Or, better yet, give someone a mini-garden. Choose an attractive container at a local garden center – say, 12 to 18 inches wide – fill it with potting mix and plant it up for someone who’d love to grow a bit of fresh salad fixings on their doorstep or sunny patio. (Most greens will grow in part shade, but four hours of sun a day is the bare minimum.) Make sure the pot has a hole in the bottom for drainage.
The first potted mini-gardens I saw were in Australia at Bickleigh Vale Farm in McLaren Vale, designed by the owner, Diana Bickford. I’ve encountered others, often combining herbs and greens with colorful flowers, but Diana’s all-edible ones were just as beautiful, thanks to her skill in combining leaves of different colors and textures. One pot contained beet greens, Swiss chard, arugula, mizuna and red and green lettuces. Another had romaine lettuces, frisée endive and red Russian kale, with its bluish leaves and striking red ribs.
For a pot this size, the only tomato plant I’d use is a patio type, draped over one edge. A little pepper plant with tiny hot peppers on it also might work. But I’d concentrate on greens. There are stunning lettuces you can choose, such as the deep red Lollo Rossa, the red-speckled Flashy Trout Back and the gorgeously multi-hued Skyphos, although in hot summers the summer crisp types such as Nevada or Cherokee will stay sweet and cuttable for a longer time.
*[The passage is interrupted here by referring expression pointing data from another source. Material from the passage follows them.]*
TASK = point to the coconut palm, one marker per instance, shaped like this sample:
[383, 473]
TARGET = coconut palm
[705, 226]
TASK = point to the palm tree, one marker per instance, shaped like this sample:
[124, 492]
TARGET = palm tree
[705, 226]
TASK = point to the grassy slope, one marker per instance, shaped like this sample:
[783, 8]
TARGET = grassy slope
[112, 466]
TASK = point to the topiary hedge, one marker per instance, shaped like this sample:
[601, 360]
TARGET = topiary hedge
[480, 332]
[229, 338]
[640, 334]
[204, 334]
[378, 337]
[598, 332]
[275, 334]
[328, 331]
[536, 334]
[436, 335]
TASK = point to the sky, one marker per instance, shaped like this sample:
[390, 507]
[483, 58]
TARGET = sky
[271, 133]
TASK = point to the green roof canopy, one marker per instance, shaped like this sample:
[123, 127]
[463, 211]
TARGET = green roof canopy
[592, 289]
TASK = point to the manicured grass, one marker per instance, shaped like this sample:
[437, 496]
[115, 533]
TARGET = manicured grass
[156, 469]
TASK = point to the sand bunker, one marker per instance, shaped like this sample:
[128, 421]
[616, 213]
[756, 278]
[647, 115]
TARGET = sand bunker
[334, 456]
Don’t stop at lettuce. Tuck in some purple-leaved Japanese mustard, beet leaves such as Bull’s Blood or Red Ace, the purple version of mizuna (a fernlike Asian green), red Rosie bok choy and Redbor kale. And how about deep blue-green Toscano kale and red-veined sorrel? Or the amazing Magenta Spreen, which resembles its weedy cousin lamb’s quarters but with a neon-magenta center.
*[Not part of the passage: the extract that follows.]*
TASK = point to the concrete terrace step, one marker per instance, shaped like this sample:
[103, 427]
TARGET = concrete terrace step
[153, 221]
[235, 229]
The best greens to grow in a pot are those that perform well as cut-and-come-again crops, such as kale and Swiss chard, repeatedly sprouting fresh leaves. Annual herbs such as basil and parsley and even perennials such as sage and garlic chives work well when snipped regularly to keep them compact. For flowers, choose edible ones, such as Lemon Gem marigolds, or bright nasturtiums, whose round leaves are edible, too.
If you don’t have leftover seedlings from your own garden that you can transplant, see what you can find at the garden center while you’re there picking out the container. Get a bag of soil-less potting mix, too. One source of rich, compost-based mix is theonlinegreenhouse.com, which sells six-quart bags of its Fort Vee mix.
In fact, order some for yourself. Even people with a garden out back can enjoy a year-round mini garden next to the kitchen door.